OUR VIO BRANCH IS RELEARSE IN https://github.com/LiXin97/Co-Planar-Parametrization-VIO
Co-Planar Parametrization (CP-Param) provides a new parametrization for co-planar points and lines, which leverages specific geometric constraints to improve camera pose optimization in terms of both efficiency and accuracy. Based on the parametrization, we implement a framework for Stereo SLAM and Visual-Inertial Odometry.
We provide examples to run CP-Param in the EuRoC dataset using stereo or VIO. Considering that not every developer has a GPU for plane instance segmentation, we also provide our segmentation results of the EuRoc dataset. Please cite it if you use the repo in academic work.
@article{Li2020cpparam,
author = {Li, Xin and Li, Yanyan and \"{O}rnek, Evin Pınar and Lin, Jinlong and Tombari, Federico},
title = {Co-Planar Parametrization for Stereo-SLAM and Visual-Inertial Odometry},
journal = {IEEE Robotics and Automation Letters},
year = {2020},
publisher={IEEE}
}
CP-Param is released under a GPLv3 license. For a closed-source version of CP-Param for commercial purposes, please contact me lixin97@pku.edu.cn
We have tested the library in Ubuntu 16.04, but it should be easy to compile in other platforms. A powerful computer (e.g. i7) will ensure real-time performance and provide more stable and accurate results.

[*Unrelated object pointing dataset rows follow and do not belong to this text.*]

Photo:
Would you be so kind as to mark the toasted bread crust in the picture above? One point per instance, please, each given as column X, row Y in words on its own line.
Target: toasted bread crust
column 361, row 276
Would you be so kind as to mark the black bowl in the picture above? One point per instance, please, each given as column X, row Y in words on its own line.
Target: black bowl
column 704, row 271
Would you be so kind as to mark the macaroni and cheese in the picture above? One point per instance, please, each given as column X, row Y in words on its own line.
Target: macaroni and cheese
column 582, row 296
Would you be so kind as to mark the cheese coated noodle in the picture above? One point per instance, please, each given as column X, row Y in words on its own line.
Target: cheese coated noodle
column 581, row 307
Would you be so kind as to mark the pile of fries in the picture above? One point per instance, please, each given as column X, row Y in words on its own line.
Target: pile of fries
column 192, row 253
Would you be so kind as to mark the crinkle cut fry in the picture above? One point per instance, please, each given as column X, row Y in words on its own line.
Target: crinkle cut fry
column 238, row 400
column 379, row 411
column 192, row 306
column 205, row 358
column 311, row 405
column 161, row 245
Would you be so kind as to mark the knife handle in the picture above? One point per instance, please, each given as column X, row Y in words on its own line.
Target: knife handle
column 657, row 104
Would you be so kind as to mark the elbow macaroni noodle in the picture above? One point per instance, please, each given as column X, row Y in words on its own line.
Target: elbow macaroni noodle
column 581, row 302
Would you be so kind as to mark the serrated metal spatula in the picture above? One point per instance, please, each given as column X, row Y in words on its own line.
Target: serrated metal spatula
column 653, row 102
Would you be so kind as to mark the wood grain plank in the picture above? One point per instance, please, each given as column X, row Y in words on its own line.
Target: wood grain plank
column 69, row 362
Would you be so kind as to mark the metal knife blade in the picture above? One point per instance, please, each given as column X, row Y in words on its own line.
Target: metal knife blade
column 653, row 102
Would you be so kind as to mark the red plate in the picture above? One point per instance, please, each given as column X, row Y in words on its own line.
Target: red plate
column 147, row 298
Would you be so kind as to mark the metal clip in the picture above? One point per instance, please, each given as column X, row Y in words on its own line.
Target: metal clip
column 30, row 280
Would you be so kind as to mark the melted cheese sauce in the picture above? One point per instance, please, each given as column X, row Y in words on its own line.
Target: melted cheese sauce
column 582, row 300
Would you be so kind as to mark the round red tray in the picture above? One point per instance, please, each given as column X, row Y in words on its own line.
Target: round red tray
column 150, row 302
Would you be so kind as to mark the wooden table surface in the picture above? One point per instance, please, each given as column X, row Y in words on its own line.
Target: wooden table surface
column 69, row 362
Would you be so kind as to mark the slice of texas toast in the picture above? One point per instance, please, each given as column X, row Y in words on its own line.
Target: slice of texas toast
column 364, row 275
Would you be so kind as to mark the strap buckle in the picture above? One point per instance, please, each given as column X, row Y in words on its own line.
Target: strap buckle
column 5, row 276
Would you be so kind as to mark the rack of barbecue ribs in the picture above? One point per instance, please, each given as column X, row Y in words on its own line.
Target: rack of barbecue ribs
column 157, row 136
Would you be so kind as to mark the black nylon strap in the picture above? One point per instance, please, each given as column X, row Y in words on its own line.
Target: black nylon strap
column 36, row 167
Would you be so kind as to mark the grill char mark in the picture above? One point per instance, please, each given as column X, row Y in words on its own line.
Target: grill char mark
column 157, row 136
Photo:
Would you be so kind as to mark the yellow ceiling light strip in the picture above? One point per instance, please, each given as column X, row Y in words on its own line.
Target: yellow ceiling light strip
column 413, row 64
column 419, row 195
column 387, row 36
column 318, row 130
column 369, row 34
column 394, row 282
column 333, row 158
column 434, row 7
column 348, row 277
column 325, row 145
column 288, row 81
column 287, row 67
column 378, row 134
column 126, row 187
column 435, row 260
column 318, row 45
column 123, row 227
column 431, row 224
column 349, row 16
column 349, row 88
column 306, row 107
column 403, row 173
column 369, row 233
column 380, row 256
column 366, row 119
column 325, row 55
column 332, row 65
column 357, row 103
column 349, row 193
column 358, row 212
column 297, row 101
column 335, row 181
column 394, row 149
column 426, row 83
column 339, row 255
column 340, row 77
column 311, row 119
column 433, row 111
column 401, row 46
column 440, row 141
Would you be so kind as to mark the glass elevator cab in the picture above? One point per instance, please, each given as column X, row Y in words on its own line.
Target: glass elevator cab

We use the new thread and chrono functionalities of C++11.
We use Pangolin for visualization and user interface. Dowload and install instructions can be found at: https://github.com/stevenlovegrove/Pangolin.
We use OpenCV to manipulate images and features. Dowload and install instructions can be found at: http://opencv.org. Required at least 2.4.3. Tested with OpenCV 3.4.0.
Required by g2o (see below). Download and install instructions can be found at: http://eigen.tuxfamily.org. Required at least 3.1.0.
We use modified versions of the DBoW2 library to perform place recognition and g2o library to perform non-linear optimizations. Both modified libraries (which are BSD) are included in the Thirdparty folder.